Tom and Joe bought two identical and adjacent plots of land. Tom is a well known mobster. Joe is just your regular…well…Joe. Anyway, Joe starts building a house on the plot. Tom is right behind him. Every time Joe builds something, Tom does the same. After a few months construction is done and the two houses stand side by side, identical in every way - from plumbing to shingles. A couple of years pass and Joe decides to sell the house. He puts up a “For Sale” sign with a price of 2 million dollars. Tom sees it and quickly also puts up a “For Sale” sign, only for 3 million dollars. Joe, confused, politely asks his mobster neighbor: “ Hey Tom, our houses are identical. you’ve copied every little detail from me. And now we’re selling and you are asking 50% more than me. How come?” Tom smiles and says, “yeah the houses are the same, but I don’t have a mobster for a neighbor…”

Real-estate is not fungible. Vehicles are not fungible. But gold is. Or is it? A gold bar that came of a sunken treasure can sell for twice as much as a gold bar with no provenance. Why? I mean gold is gold. The gold atoms don’t care about provenance. Fungibility is more complicated than it may seem.

The Merriam Webster dictionary definition of Fungible is: “being something (such as money or a commodity) of such a nature that one part or quantity may be replaced by another equal part or quantity in paying a debt or settling an account”. The crux is in the words “may be”. For something to be replaceable by an identical quantity of the same kind of something, someone has to have the perception that the two identical quantities are interchangeable [and therefore can have the same value and/or utility]. That is the point. Fungibility is an epistemological question.

Real estate is not fungible not only because a property can be changed, improved, decorated, invested in, etc. It’s not fungible even if all intrinsic properties are identical [same as in the treasure gold bar example]. The reason is that the value of real estate is also a function of our perception of extrinsic properties [and their value / utility or lack thereof], such as the owner(s), the financial state of the seller and buyer, the number of bids, and sometimes even the neighbors…All these things are directly related to the way we perceive reality. It doesn’t mean that they are not empirical. They may very well be measurable and objective. Nevertheless, the value stems from how we perceive these facts. That is the nature of fungibility. Fungibility is what we attribute to things that are interchangeable as well as indifferent to our epistemological state. Gold is fungible as long as the our epistemological state towards the gold in question is not affected by extrinsic properties [either because they do not exist, or because they do not matter]. Same goes to a pound of rice. It is fungible until it is not because for example it was stolen from Bruce Springsteen’s pantry. Two identical hotel rooms may be fungible for all intents and purposes. However, if one is adjacent to a very loud couple it may cease to be fungible. Yes, fungibility can be transient and local/specific.

To sum up:

  • Fungibility can be transient.

  • Something that is fungible will stop being fungible the moment its value starts being affected by extrinsic properties [and our attribution of utility and value to these extrinsic properties]

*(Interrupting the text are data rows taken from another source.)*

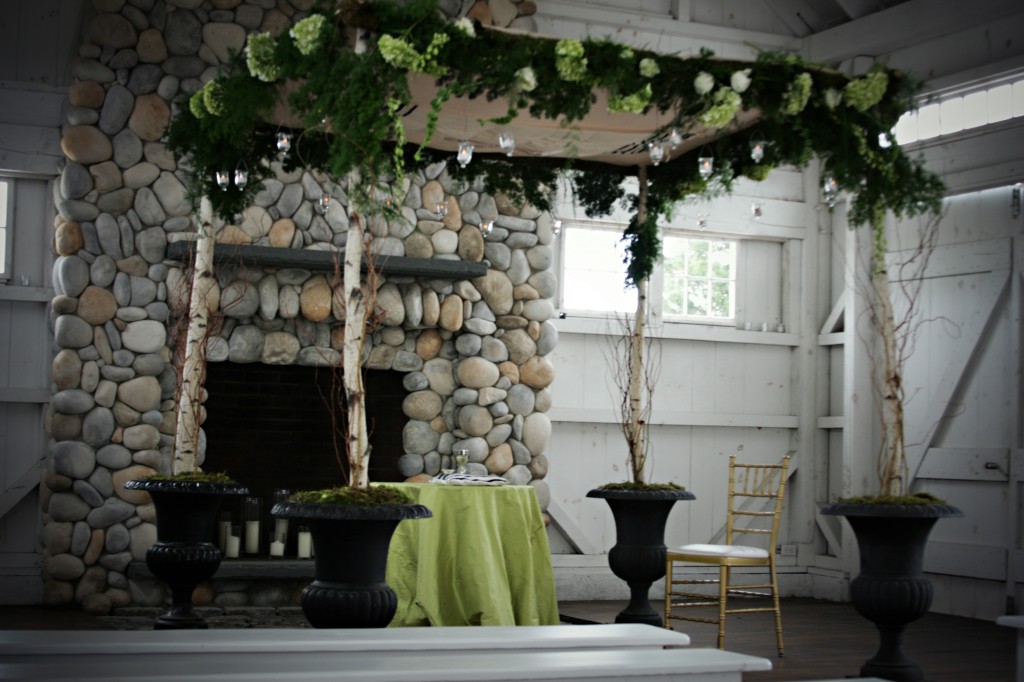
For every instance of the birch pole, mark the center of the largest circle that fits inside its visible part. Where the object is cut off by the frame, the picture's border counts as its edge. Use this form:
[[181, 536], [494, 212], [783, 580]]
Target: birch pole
[[892, 462], [194, 364], [635, 430], [357, 444]]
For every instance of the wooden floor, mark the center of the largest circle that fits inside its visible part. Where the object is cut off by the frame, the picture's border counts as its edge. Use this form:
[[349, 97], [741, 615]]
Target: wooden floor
[[823, 640], [830, 640]]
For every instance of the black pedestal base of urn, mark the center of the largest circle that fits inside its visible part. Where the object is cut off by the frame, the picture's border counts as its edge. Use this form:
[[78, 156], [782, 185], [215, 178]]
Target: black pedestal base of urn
[[350, 546], [183, 555], [891, 590], [638, 556]]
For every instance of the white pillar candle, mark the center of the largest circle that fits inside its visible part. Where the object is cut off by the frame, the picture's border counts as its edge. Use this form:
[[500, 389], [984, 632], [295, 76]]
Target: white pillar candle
[[305, 544], [252, 537], [231, 547]]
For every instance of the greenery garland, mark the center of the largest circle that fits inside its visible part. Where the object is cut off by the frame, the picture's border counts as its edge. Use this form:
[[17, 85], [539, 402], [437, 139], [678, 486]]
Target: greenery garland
[[350, 107]]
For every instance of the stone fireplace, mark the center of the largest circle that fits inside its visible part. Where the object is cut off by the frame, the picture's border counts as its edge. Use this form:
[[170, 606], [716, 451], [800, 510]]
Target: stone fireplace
[[457, 357]]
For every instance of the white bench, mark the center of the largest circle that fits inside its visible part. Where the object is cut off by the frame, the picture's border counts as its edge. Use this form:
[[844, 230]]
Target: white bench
[[406, 654], [1016, 622], [492, 638]]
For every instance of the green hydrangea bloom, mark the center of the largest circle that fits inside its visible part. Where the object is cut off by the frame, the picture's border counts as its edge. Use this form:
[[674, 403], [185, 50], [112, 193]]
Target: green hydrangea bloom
[[259, 57], [649, 68], [758, 172], [726, 102], [213, 98], [197, 104], [634, 103], [865, 92], [397, 52], [306, 33], [569, 59], [525, 79], [797, 94]]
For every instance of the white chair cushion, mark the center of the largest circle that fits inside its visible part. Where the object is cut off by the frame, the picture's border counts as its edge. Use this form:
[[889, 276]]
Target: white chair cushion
[[731, 551]]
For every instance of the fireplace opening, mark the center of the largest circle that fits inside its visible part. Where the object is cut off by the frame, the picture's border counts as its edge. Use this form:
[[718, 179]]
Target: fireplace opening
[[269, 426]]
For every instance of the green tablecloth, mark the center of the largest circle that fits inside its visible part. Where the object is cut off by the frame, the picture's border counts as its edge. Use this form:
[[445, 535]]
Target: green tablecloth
[[482, 558]]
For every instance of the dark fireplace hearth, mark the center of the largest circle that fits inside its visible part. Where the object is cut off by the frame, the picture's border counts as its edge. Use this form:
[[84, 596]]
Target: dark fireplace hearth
[[269, 426]]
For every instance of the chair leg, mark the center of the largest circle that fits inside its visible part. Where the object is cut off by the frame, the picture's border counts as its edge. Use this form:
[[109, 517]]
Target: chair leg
[[778, 611], [723, 594]]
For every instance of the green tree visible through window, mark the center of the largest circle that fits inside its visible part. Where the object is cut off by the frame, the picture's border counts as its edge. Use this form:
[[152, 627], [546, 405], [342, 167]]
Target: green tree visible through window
[[699, 278]]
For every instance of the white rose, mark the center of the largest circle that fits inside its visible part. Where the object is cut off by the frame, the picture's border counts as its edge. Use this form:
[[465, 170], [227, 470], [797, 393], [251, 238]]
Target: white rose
[[740, 80], [704, 83]]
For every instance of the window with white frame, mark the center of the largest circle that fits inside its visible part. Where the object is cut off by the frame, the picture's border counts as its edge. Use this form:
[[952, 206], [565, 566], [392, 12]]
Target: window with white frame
[[5, 229], [699, 278]]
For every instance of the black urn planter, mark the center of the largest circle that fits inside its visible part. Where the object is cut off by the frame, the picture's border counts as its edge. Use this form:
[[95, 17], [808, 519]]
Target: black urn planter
[[350, 546], [891, 590], [184, 554], [638, 556]]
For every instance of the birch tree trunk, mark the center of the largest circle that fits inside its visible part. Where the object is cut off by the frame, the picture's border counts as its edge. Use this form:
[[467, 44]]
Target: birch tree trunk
[[194, 364], [355, 326], [892, 460], [636, 431]]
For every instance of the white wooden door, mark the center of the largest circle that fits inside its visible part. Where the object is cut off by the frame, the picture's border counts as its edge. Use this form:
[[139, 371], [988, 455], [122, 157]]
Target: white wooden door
[[25, 370]]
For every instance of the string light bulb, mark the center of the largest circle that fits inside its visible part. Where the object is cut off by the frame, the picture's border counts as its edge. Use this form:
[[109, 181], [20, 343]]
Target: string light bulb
[[465, 154], [507, 142], [656, 152], [706, 166], [757, 150]]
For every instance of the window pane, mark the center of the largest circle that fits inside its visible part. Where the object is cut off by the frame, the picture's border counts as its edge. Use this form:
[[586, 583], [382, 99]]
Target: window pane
[[951, 116], [721, 299], [696, 297], [999, 103], [594, 275], [976, 110]]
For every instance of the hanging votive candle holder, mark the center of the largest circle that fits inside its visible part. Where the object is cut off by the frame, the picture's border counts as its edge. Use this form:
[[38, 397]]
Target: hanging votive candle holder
[[829, 188], [675, 138], [706, 166], [284, 141], [656, 152], [465, 154], [757, 150], [507, 142]]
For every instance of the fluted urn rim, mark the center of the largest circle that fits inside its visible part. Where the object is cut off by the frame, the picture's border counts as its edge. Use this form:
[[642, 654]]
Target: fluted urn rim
[[194, 486], [872, 509]]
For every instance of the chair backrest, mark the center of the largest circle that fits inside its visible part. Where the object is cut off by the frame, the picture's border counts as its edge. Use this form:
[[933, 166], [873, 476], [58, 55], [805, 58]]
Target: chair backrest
[[756, 495]]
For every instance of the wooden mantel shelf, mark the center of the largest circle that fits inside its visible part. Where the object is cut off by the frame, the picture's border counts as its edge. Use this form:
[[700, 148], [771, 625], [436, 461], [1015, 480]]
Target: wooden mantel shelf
[[254, 256]]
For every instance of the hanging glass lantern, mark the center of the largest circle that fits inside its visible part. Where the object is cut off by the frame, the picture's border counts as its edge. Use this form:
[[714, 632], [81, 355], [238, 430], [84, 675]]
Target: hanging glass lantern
[[284, 141], [706, 166], [829, 189], [675, 138], [465, 154], [507, 142], [757, 150], [656, 152]]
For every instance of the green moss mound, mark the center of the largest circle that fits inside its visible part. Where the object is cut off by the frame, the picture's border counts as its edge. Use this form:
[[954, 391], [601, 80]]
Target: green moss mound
[[377, 495]]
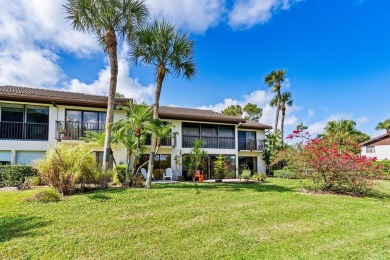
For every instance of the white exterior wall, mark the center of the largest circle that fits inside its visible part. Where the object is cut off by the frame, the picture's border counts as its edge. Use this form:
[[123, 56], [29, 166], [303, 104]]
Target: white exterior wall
[[382, 152], [55, 114]]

  • Fungibility is a question of perception of value [epistemological utility].

All of that deal with sources of value and not price. Price, i.e., what the market will bear, is always contingent on both intrinsic value/utility generating properties and extrinsic properties

Everything we wrote so far, we wrote with full confidence. The next bit is conjecture.

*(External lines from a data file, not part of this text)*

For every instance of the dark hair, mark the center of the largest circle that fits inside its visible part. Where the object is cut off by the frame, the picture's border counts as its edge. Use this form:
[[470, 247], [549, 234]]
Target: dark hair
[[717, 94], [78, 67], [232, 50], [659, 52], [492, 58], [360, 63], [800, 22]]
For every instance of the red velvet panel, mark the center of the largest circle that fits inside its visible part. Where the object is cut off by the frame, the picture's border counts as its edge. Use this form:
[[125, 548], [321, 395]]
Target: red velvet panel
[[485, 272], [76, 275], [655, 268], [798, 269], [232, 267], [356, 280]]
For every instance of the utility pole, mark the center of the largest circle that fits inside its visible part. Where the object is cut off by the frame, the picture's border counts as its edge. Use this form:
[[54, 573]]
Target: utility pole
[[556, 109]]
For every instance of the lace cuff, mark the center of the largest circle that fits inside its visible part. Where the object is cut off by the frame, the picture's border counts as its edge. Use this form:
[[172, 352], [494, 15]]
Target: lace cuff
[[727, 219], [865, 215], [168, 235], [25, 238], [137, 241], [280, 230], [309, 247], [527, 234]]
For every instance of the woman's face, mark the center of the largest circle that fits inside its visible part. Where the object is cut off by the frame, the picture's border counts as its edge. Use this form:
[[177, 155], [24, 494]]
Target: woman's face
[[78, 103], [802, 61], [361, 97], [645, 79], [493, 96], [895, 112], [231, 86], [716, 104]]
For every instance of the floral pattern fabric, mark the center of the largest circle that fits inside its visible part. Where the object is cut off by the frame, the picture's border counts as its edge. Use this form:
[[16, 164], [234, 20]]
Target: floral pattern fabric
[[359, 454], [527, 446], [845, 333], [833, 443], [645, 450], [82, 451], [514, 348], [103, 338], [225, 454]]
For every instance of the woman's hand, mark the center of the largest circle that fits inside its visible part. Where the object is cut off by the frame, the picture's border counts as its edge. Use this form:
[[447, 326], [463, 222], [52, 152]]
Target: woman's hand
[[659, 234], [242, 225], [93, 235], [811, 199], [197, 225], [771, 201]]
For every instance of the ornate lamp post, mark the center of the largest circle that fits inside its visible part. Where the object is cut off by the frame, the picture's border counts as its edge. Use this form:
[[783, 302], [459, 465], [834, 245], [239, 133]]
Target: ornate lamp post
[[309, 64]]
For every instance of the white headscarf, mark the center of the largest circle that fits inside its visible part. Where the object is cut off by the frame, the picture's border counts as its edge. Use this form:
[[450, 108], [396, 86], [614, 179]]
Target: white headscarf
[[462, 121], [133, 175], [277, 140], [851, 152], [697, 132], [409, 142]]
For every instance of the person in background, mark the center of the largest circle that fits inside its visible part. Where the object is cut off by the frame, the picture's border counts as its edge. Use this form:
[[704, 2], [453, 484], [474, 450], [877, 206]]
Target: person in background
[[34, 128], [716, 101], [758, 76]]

We suspect that having only intrinsic sources of value is the necessary condition for something to be fungible. If we were to delineate the two necessary and sufficient conditions for fungibility they would roughly be: something is fungible if and only if:

  1. it can be collected in equal, indistinguishable, quantities, and

  2. it derives its value/utility only from its intrinsic properties.

A note about measurability: As stated above the value stemming from extrinsic properties is epistemological because it depends on the value that we attribute to these properties. The properties themselves can almost always be measured. The implication is that we might be able to better value things if we were able to accurately measure not only their intrinsic properties [such as weight], but also the extrinsic properties that we perceive to be of value. Kindle marks excepts in its book that many readers marked. It is measuring an action and reaction of users to an intrinsic property. That becomes an extrinsic property of those words in that book that affects the value we attribute to these excerpts. That’s an example of direct measurement of an extrinsic property that affects value. If we could extend this example to other stuff-of-value and provide empirical data about the extrinsic properties that are attributed to that stuff, we might be able to better value stuff, and diminish the chances of unfounded, speculation-based valuations and bubbles. More to follow.